1902, May 8 - Martinique's Mount Pelée erupts and destroys the town of Saint-Pierre, killing approximately 30,000 people, 15 percent of the island’s population. in the space of a few minutes. This is considered the worst volcanic disaster of the 20th century. Mount Pelée is still classified as an active volcano.

1902, May 31 The Boer War, the armed conflict between Britain and the two Boer republics of Transvaal and Orange Free State in South Africa, often called the Boer War, ends with the signing of the Treaty of Unity and the annexation of Transvaal by Britain. More 

1904, May 4 - The U.S. officially acquires jurisdiction over the Panama Canal Zone.
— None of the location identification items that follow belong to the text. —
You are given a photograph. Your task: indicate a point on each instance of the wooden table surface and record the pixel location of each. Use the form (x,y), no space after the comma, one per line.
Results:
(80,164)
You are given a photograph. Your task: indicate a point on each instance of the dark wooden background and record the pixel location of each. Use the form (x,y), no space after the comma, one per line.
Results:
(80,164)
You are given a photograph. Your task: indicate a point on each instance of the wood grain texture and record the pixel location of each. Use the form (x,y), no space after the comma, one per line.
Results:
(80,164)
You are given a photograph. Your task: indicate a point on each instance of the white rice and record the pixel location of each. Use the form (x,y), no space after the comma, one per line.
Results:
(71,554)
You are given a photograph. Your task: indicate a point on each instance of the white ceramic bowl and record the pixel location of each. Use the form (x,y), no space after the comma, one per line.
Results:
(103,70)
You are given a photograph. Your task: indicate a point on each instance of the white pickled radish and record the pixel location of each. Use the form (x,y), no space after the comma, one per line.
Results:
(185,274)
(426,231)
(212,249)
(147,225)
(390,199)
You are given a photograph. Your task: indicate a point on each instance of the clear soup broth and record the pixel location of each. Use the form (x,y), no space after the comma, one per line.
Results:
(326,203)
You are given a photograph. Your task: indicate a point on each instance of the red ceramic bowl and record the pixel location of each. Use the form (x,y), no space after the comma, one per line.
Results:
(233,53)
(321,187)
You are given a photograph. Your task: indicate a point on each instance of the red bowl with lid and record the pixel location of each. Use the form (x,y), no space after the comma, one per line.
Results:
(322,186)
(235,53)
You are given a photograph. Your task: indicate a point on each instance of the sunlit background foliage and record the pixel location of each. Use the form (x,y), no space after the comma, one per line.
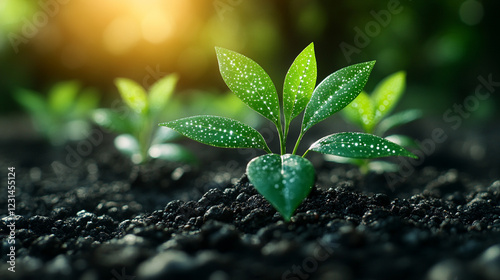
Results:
(442,45)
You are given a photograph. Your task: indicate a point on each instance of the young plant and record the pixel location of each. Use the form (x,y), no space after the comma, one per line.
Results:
(284,179)
(63,115)
(372,114)
(140,138)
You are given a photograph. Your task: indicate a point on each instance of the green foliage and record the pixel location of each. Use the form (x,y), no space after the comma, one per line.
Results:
(285,179)
(140,139)
(63,114)
(372,114)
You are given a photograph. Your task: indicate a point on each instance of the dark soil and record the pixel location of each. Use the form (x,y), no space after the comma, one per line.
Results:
(107,219)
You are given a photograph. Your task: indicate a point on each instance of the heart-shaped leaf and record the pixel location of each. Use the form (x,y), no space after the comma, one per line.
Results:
(285,181)
(335,92)
(358,145)
(219,132)
(387,93)
(250,83)
(133,94)
(299,83)
(160,93)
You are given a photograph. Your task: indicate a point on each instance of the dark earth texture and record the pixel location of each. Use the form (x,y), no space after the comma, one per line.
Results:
(97,216)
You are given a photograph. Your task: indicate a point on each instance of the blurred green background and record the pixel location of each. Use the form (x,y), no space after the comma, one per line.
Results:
(443,45)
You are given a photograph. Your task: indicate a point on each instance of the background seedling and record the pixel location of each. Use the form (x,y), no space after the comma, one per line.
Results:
(284,179)
(140,138)
(372,115)
(64,114)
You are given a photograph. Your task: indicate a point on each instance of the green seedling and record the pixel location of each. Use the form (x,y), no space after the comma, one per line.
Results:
(284,179)
(139,137)
(372,115)
(64,114)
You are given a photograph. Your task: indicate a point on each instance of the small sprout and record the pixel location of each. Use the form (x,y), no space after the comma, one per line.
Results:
(64,114)
(372,114)
(284,179)
(139,138)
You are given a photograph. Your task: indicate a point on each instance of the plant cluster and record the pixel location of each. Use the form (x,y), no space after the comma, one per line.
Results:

The U.S had tried and failed to negotiate an  agreement with Colombia leading to the United States backing a separatist group in Panama and President Roosevelt dispatching U.S. warships to Panama City (on the Pacific) and Colón (on the Atlantic) in support of Panamanian independence. Panama declared independence from Colombia on November 3, 1903. A French company was the first to attempt building such a canal, but was unsuccessful and roughly 20,000 workers perished due to accidents and tropical diseases, The company collapsed and was acquired by the U.S. in 1902 after Congress passed the Spooner act, gaining the rights to the land to build the canal . More

1905, May 27 - The Naval engagement of Tsushima starts during the Russo-Japanese War resulting in the final, crushing defeat of the Russian navy in that conflict. The Japanese ships were superior in speed and armament and sunk two-thirds of the Russian Fleet and captured six ships during the two-day battle. More 

1910, May 31 - The Union of South Africa is created becoming a sovereign state within the British empire as General Louis Botha forms a government as prime minister.

1912, May 13 - The U.S. Congress passes the 17th Amendment, modifying Article I, Section 3, of the Constitution by allowing voters to cast direct votes for U.S. senators. Prior to its passage, senators were chosen by state legislatures. The amendment was ratified on April 8, 1913,  More 

1914, May 9 - President Wilson makes his first Mothers Day proclamation after the U.S. Congress set the second Sunday of every May as the official Mothers Day celebration. By then most U.S. States were already celebrating Mother's Day. Julia Ward Howe (1872), a key women's rights figure and participant in the American Woman Suffrage Association and Anna Jarvis (1907) are also credited for suggesting and promoting the idea. The custom developed of wearing a red or pink carnation to represent a living mother or a white carnation for a mother who was deceased. The modern American version of the holiday has been criticized for becoming too commercialized. Many other countries have a multi-century history of a day to celebrate mothers on different dates. More

1915, May 7 - The passenger liner RMS Lusitania was sunk by a German submarine during World War I, killing 1,198 people. More

1915, May 23 - Italy declares war on Austria-Hungary.

1916, May 31 - June 1: Battle of Jutland - World War I’s biggest naval conflict off the coast of Denmark marks the first and only showdown between German and British naval forces during World War I.

1917, May 17 - First regular airmail service begins, with one round trip a day between Washington, DC, and New York.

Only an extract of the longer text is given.